Smart cities of the future will hopefully react to their residents’ health data, adapting services for individuals and communities accordingly. “This information comes from across the public-service sector – health, social care, education, transport – giving a holistic view of the environment and place,” said Professor John Ainsworth, director of North England’s Connected Health Cities. “This increased connectedness will enable public services to be planned and managed to transform the NHS from a service that treats disease to one that maintains health.”
“It’s vital that we ensure data can be made available at the point of need, especially for patients”
Dropping our defensive attitude to sharing health data is key. “Changing how we think about data from ‘where is it stored?’ to ‘where it is needed?’ is the next big step toward a safer, more effective and efficient NHS,” said Gary Leeming, informatics director for the Greater Manchester Academic Health Science Network, which brokers technology development and novel applications between industry, academia and public services. “It’s vital that we ensure data can be made available at the point of need, especially for patients.” “Social bots will bring together communities and build support networks for patients and carers,” said Leeming. “Distributed ledgers will provide oversight and assurance around privacy and access. Combined, we can really start to use health data to transform the fundamentals of how we deliver care.”
Healthcare providers must also consider new ways of delivering services that patients will be familiar with, and be prepared to take bold experiments. For example, if patients accessed community nursing in an “Uber-like” model, they might avoid surge periods, thereby spreading the NHS load. Of course, this may also increase demand, but only experimentation will provide the answers.
Fear of change
Despite the application of technology and Big Data holding so much promise, there’s a widely held fear that healthcare professionals will be resistant to change, having suffered from so many poorly implemented experiments in the past. “As a clinician and researcher, too much of the technology innovation in the NHS that I see fails,” Dr Ben Brown, a GP and Wellcome Trust doctoral fellow in health informatics, told us. “Take the NHS Summary Care Record, for example.
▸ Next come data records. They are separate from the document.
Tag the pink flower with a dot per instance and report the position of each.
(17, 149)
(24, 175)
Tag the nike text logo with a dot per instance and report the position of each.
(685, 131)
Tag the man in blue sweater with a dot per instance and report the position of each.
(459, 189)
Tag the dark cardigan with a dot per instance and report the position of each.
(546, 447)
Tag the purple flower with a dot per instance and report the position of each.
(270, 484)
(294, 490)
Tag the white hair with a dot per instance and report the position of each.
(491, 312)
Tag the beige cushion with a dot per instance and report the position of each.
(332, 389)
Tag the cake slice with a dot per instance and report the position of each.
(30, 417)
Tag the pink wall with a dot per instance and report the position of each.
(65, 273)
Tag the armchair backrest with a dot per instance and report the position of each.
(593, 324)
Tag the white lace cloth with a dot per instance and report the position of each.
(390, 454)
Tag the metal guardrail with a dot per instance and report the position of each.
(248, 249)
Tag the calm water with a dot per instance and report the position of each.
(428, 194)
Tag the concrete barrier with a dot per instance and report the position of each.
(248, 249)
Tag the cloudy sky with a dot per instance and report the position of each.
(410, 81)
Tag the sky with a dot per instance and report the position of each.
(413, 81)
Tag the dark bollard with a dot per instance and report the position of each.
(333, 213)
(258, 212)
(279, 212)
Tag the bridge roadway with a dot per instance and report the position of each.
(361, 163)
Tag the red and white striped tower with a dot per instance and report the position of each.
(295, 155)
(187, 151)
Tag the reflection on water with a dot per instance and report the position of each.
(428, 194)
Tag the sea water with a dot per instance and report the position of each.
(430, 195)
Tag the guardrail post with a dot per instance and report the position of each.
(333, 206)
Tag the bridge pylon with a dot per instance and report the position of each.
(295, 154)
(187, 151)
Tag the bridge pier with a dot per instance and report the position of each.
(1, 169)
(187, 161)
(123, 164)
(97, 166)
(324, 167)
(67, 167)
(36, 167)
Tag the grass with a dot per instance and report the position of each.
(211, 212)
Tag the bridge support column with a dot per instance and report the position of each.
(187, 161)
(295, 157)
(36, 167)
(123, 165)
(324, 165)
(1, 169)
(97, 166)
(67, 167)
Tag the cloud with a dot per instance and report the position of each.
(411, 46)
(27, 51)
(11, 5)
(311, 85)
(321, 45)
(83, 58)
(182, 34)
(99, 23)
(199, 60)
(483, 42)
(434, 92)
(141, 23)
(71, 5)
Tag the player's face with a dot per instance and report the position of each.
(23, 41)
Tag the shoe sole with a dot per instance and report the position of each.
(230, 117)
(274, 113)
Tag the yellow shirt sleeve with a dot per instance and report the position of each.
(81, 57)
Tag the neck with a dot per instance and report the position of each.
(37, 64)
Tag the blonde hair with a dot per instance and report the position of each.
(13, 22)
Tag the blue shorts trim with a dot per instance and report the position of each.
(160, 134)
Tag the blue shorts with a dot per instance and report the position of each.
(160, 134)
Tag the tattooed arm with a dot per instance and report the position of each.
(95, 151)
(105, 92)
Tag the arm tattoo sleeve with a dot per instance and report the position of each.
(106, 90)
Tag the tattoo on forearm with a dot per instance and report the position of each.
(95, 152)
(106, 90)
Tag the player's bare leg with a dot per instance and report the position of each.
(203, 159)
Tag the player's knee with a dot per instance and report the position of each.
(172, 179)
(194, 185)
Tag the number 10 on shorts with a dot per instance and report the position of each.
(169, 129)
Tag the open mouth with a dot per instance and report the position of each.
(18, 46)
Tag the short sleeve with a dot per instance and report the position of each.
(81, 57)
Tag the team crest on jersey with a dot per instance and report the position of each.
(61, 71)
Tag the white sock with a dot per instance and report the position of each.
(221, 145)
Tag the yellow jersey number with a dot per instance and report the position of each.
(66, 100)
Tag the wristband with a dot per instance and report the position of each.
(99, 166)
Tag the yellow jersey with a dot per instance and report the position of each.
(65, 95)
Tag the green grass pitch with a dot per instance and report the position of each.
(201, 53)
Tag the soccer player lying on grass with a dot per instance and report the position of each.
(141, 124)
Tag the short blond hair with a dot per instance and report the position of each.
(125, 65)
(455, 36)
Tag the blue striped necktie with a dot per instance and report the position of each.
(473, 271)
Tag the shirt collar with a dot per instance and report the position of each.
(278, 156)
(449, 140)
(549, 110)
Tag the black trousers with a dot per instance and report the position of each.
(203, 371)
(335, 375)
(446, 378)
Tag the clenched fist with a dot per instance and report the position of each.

Doctors in out-of-hours services seeing patients at home or at walk-in centres couldn’t access patient records to see vital information about their current conditions and care plans, so a national solution of a Summary Care Record was developed. This was a technology-led development rather than technology pulled through to solve specific clinical problems.”
“There was little support from clinicians for this technology, because it had a clunky interface and lacked the detailed patient information needed to be ‘actionable’. Furthermore, it was widely deployed with relatively little user testing. So, can technology save the NHS? Well, it depends on whether the above criteria are met.”
Even if the technology is sound, other pressures on the health system could force doctors to resist new initiatives. The NHS is fixated on moving services out of hospitals and back into the community, in a bid to save costs. That has created a surge in demand for GPs and community nursing. So don’t be surprised if GPs push back at making access to primary care easier through apps for patients. They have been there before with the Summary Care Record.
Timing, problem-solving and local integration are essential if technology is to rescue the NHS. Dr Amir Hannan, a GP in Hyde, has spent 16 years rebuilding the trust of the patients, carers and community after taking over the practice of serial killer Dr Harold Shipman. He said: “The NHS is strapped for cash but has a potential army of activated patients, community leaders and staff who are vital to giving the NHS the resilience it needs going forwards.” Those driving NHS technology programmes are hungry for effective change.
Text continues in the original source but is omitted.